Where’s the thrill? -> This book is billed as a mystery with suspense, but…I didn’t really feel it. There were moments that I think Fleischmann did manage some level of tension, and the final pages of the book were pretty thrilling…but it too 200+ pages to get to that point with little else before that. I just didn’t feel like this mystery was as well-developed as it could be. Part of that is due to the fact that the lynch-pin character, the catalyst of this story’s plot, isn’t in it all that much. It makes it difficult for this story to generate any strong feelings and so I think the mystery of it is a bit muted.
– Entertainment Factor –
I haven’t given this book a very high rating because I wasn’t really all that entertained while reading it. The most this book managed to make me feel was curious. At the end, I did feel some tension/suspense, which was good, but it took a lot to get there. I wouldn’t necessarily say that I didn’t enjoy my time reading this book, however. I think the writing is decent enough that I felt compelled to keep reading. But most of the book, to me, was a bit boring and I wish that there had been a bit more thrill in it.
– Cover Art –
I like this cover, no doubt. I think it conveys the bleakness and overall austerity of the setting (Alaskan bush), and the bitter cold. It’s cool tones give you that chill and I like the way the letters have been melded into the image. It’s overall monochromatic look, though, isn’t exactly eye-catching, but I think it’s still aesthetically pleasing enough that I’d give it a look if I were to come across it.
| My Rating |
Ok, But Not My Cup of Tea
I was really hoping to like this book. It has a really interesting premise and I like that it’s set in Alaska. I wish a bit more could have been done with the time-period. You barely get the sense that it’s the eve of WWII, other than the sense that the main character and her family, who are of German descent, are being looked at askance and a bit mistrusted. I also didn’t really love any of the characters, which didn’t make for a very fun read. The writing is decent, though, so I think this kept me from feeling this book was a waste of my time.

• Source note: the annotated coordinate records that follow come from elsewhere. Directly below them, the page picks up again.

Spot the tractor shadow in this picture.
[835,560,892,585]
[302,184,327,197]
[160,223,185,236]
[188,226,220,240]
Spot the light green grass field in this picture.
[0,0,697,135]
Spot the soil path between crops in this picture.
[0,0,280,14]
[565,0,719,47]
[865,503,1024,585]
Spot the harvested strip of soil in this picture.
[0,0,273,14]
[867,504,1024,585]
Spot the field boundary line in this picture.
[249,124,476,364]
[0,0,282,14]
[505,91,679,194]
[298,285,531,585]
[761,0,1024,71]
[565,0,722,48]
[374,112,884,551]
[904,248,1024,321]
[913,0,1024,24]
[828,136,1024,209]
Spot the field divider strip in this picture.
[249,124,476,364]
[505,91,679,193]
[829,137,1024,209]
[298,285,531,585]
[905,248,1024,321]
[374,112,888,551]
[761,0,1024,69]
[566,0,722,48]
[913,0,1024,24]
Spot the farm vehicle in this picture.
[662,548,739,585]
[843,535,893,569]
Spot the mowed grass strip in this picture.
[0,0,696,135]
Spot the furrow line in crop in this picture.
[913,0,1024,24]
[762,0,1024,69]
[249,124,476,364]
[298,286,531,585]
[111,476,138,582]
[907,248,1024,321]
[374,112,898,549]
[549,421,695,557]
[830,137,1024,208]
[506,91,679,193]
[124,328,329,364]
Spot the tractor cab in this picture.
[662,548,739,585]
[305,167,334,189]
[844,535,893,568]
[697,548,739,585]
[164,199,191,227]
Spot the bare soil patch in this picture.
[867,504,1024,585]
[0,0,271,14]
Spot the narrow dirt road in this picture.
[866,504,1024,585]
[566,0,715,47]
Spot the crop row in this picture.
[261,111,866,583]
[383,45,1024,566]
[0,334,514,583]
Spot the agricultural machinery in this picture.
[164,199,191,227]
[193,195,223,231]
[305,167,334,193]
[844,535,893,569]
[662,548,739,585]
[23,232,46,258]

My biggest critique of this book, however, would be that it just doesn’t feel like a mystery-thriller. The mystery is there, sure, but it just doesn’t feel like the stakes are high-enough, or that Else cares strongly enough. The plot also moves pretty slowly, so things take a while to really build up speed and develop into suspense.
Would I recommend this book?
I don’t think I would go out of my way to, but I think there might be a handful of people I know who would appreciate it. I don’t think it’s a bad book, it’s just very mediocre, so I don’t feel compelled to recommend it.